Power-packed camping 2
I took a pair of Honda portables to bird hunting camp last fall. We used the EX350 model, which has a two-stroke engine requiring a 50:1 gas/oil mixture, to keep lights running in a pop-up camper where some of my friends slept. The fuel tank on this tiny, 19-pound model held less than a quart of gas, but ran for more than two hours between fill-ups. I was surprised at how quietly the generator purred. We used the EX1000 model, which comes with a low-oil alert light and has a handy built-in tool kit, in our cooking tent. Because it was a bit louder, we placed the unit below our hilltop campsite and then ran a 100-foot extension cord to the tent.
Following are the companies that make portable generators and a brief look at their respective product lines.
Coleman Powermate makes three portable models that are ideal for campers. Each weighs 68 pounds and is powered by a 3 hp engine. The Pulse Plus 1750 features a Kawasaki engine, and the Pulse 1000 and Pulse 1750 models are driven by Briggs & Stratton engines. Prices range from $625 to $850. For more information, contact Coleman Powermate, Inc., 125 Airport Rd., Kearney, NE 68848 (308-237-2181).
Generac Corporation manufacturers three models of G Series portable generators ranging in size from 750 to 2,400 watts. The G1000, which retails for about $700, has a 1.6 hp Kawasaki engine, weighs 49 pounds and will run up to seven hours on 0.8 gallon of gas. The G1600 and G2600 models feature 2.3-gallon fuel tanks and 3 hp and 5 hp engines, respectively. Consequently, these latter two generators weigh more at 84 and 96 pounds, respectively. The top of the line G2600 sells for $1,262; the G1600 goes for $976. For more information, contact Generac Corp., Box 8, Waukesha, WI 53187 (414-544-4811).
Kawasaki makes 10 models of portable generators from 550 to 4,500 watts weighing from about 40 to 164 pounds. Bigger models feature wheeled frames. The Ninja 700 has a one-touch electric-start engine that runs very quietly and weighs about 52 pounds. It sells for $639. Retail prices on the others range from $439 for the GA 550 to $1,899 for the GA 4500. For more information, contact Kawasaki Motors Corp., U.S.A. (800-661-RIDE).

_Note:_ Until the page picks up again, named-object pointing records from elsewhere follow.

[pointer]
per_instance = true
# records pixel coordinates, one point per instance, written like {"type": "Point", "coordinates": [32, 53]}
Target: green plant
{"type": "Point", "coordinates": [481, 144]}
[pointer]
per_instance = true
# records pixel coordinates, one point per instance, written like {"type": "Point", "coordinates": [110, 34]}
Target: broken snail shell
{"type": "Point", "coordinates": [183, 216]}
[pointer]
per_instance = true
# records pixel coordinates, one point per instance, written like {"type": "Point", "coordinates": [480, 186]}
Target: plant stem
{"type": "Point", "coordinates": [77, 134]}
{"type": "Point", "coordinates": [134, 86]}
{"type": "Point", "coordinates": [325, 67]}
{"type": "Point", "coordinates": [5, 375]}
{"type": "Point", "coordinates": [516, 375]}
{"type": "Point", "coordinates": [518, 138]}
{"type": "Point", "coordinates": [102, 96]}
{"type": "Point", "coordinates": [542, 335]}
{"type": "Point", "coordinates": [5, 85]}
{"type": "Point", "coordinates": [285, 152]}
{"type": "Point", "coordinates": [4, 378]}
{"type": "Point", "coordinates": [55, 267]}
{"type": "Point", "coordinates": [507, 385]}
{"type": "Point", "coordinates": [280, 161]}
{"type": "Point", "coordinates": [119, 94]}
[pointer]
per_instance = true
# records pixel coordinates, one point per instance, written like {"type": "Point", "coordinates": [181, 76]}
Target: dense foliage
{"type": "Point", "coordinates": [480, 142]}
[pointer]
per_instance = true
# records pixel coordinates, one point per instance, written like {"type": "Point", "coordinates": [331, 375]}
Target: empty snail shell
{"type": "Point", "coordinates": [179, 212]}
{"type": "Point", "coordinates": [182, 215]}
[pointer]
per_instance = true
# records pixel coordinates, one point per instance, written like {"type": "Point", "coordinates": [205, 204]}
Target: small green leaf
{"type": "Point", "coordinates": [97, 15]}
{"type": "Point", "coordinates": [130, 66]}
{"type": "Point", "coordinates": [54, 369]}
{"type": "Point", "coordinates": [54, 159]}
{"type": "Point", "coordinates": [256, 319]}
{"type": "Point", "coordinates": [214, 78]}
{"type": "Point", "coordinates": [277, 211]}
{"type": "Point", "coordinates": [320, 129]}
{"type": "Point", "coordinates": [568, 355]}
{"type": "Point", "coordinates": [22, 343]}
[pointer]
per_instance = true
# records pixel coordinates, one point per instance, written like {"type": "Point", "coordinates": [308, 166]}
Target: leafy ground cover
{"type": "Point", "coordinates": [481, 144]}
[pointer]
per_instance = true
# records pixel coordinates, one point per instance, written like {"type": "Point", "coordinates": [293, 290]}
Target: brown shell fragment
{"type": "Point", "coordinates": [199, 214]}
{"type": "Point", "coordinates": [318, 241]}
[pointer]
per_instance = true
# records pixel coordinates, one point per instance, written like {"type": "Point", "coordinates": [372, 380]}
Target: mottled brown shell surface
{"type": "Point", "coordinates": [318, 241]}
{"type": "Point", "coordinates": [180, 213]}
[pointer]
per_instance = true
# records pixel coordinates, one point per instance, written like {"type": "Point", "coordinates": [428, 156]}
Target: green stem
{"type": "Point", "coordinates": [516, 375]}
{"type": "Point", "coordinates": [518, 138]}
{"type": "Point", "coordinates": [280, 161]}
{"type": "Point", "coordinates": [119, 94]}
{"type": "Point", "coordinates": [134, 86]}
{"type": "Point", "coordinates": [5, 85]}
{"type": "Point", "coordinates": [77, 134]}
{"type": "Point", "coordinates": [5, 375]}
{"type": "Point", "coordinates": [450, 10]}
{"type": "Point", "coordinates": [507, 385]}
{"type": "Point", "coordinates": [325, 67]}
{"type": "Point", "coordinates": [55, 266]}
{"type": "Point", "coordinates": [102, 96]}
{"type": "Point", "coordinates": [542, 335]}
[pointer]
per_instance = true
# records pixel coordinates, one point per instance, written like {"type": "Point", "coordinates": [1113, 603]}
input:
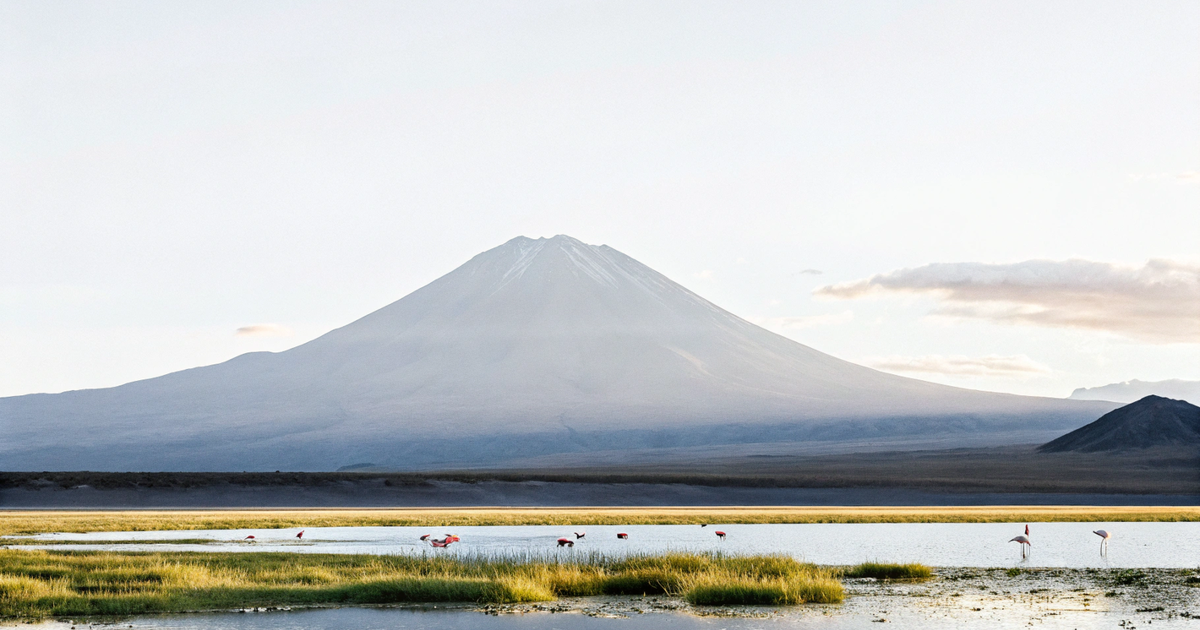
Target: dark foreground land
{"type": "Point", "coordinates": [966, 477]}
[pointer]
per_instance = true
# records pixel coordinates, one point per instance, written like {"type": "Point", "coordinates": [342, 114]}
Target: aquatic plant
{"type": "Point", "coordinates": [36, 583]}
{"type": "Point", "coordinates": [889, 571]}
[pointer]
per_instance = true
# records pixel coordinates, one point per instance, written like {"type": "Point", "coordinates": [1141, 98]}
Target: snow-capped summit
{"type": "Point", "coordinates": [535, 347]}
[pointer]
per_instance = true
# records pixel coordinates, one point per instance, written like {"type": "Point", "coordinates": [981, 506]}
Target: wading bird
{"type": "Point", "coordinates": [1024, 541]}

Five models in Onan Corporation‘s Standard Series weigh from 70 to 170 pounds each and deliver 1,400 to 5,000 watts of portable power. The generators come with wrap-around frames of steel tubing and feature fuel tank capacities from just less than a gallon to 2.1 gallons. Prices range from $800 to $1,820. The company’s Pro Series models are more powerful, run longer and have options like electric start. For more information, contact Onan Corp., 1400 73rd Ave. N.E., Minneapolis, MN 55432 (612-574-5000).
Most of the Kohler Company‘s generators are geared toward the industrial market; however, four models in the Powerpros line are ideal for campers. The entry level Model 2.25 MBM 25 delivers 2,250 watts of power, has a three-quart fuel tank and sells for about $890. It weighs 72 pounds. Top of the line is the 5 CMB model, which delivers 5,000 watts of power, weighs 154 pounds, has a two-gallon fuel tank, and sells for $1,570 with electric start. Campers wanting bigger and more rugged generators should look at Heavy Duty Powerpros. For more information, contact the Kohler Company at 800-544-2444.
Seven portables from Yamaha will power anything from a 25-watt bulb to a full-size refrigerator. The smallest model is the EF600 ($629), which holds a half-gallon of gas and weighs 46 pounds. The 1,000 and 1,600-watt models can still be managed by one person, and are priced at less than $900. A bigger unit, which can double as a backup power source at home, is the EF3800 with electric start for $1,749. A 5,000-watt model is also available. For more information, contact Yamaha Motor Corporation at 800-447-4700.
Portable generators are not for every camping situation. Because of their bulk, weight and fuel demands, they are impractical for canoe camping or backpacking. Some campers bristle at generators’ intrusions into rustic, wilderness settings where any mechanical gadget that makes noise is not welcome.
Yet these units serve a wonderful purpose for campers who like to smooth their outdoor experience. Toast, anyone?